В книге рассказывается история главного героя, который сталкивается с различными проблемами и препятствиями на протяжении всего своего путешествия. По пути он встречает множество второстепенных персонажей, которые играют важные роли в истории. Благодаря опыту главного героя книга исследует такие темы, как любовь, потеря, надежда и стойкость. По мере того, как главный герой преодолевает свои трудности, он усваивает ценные уроки жизни и растет как личность.
В книге рассказывается история главного героя, который сталкивается с различными проблемами и препятствиями на протяжении всего своего путешествия. По пути он встречает множество второстепенных персонажей, которые играют важные роли в истории. Благодаря опыту главного героя книга исследует такие темы, как любовь, потеря, надежда и стойкость. По мере того, как главный герой преодолевает свои трудности, он усваивает ценные уроки жизни и растет как личность.
В очередной том собрания сочинений Джека Лондона вошли повести и рассказы. «Белый Клык» — одно из лучших в мировой литературе произведений о братьях наших меньших. Повесть «Путешествие на „Ослепительном“» имеет автобиографическую основу и дает представление об истоках формирования американского национального характера, так же как и цикл рассказов «Любовь к жизни».

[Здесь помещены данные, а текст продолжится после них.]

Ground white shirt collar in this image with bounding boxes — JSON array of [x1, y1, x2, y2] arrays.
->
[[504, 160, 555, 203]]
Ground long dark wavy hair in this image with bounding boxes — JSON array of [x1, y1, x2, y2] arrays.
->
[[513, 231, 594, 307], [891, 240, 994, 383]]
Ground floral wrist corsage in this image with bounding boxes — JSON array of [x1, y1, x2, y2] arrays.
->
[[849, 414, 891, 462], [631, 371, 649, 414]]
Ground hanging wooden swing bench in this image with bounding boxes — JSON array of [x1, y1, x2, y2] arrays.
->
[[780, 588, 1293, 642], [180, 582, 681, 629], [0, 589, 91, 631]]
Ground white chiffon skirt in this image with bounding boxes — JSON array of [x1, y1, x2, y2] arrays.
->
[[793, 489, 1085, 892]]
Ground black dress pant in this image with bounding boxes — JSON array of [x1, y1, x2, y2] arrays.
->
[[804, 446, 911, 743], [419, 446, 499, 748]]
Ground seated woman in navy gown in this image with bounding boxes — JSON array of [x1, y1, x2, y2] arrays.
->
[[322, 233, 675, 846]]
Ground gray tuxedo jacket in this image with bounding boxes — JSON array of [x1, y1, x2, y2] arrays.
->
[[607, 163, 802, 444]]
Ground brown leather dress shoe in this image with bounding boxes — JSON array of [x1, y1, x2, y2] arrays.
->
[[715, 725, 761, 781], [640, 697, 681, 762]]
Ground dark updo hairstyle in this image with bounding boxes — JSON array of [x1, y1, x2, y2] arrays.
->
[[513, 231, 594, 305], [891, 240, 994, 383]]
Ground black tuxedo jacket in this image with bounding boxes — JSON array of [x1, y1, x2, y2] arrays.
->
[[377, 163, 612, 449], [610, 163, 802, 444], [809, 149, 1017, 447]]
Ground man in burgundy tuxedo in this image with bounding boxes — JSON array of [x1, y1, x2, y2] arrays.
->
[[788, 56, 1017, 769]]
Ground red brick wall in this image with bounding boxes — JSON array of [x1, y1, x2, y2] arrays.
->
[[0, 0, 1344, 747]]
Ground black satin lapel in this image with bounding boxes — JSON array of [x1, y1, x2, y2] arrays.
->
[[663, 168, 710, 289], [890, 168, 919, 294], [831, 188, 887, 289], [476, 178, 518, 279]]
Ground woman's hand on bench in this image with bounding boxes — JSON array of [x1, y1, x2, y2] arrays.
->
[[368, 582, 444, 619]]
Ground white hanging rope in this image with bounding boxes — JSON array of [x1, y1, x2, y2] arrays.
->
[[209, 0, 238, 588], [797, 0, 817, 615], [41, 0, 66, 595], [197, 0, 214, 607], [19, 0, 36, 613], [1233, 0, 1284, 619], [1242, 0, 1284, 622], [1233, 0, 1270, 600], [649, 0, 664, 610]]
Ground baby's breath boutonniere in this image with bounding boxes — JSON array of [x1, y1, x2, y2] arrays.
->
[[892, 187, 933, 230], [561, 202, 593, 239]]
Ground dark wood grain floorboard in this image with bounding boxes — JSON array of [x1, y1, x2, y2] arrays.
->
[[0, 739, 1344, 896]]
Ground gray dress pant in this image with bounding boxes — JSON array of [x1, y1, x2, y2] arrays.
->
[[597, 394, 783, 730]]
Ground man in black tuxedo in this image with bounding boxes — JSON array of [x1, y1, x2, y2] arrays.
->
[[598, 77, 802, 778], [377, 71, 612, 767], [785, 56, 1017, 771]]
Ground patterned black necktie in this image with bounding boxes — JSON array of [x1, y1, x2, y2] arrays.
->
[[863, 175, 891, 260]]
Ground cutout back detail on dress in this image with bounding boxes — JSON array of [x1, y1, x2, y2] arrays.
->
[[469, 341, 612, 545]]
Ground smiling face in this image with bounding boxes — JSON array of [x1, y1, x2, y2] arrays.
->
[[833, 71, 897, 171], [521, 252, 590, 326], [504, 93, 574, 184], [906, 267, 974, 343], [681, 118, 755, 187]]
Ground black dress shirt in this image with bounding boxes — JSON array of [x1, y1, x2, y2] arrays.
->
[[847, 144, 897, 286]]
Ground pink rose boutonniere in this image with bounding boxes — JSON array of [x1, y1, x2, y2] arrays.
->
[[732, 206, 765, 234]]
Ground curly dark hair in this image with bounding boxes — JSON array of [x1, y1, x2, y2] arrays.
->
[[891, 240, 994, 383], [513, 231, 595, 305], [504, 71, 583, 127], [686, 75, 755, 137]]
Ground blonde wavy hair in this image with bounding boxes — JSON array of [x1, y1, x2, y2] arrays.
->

Прошла почти четверть века с тех пор, как Абенхакан Эль Бохари, царь нилотов, погиб в центральной комнате своего необъяснимого дома-лабиринта. Несмотря на то, что обстоятельства его смерти были известны, логику событий полиция в свое время постичь не смогла…
Цирил Космач (1910–1980) — один из выдающихся прозаиков современной Югославии. Творчество писателя связано с судьбой его родины, Словении.Новеллы Ц. Космача написаны то с горечью, то с юмором, но всегда с любовью и с верой в творческое начало народа — неиссякаемый источник добра и красоты.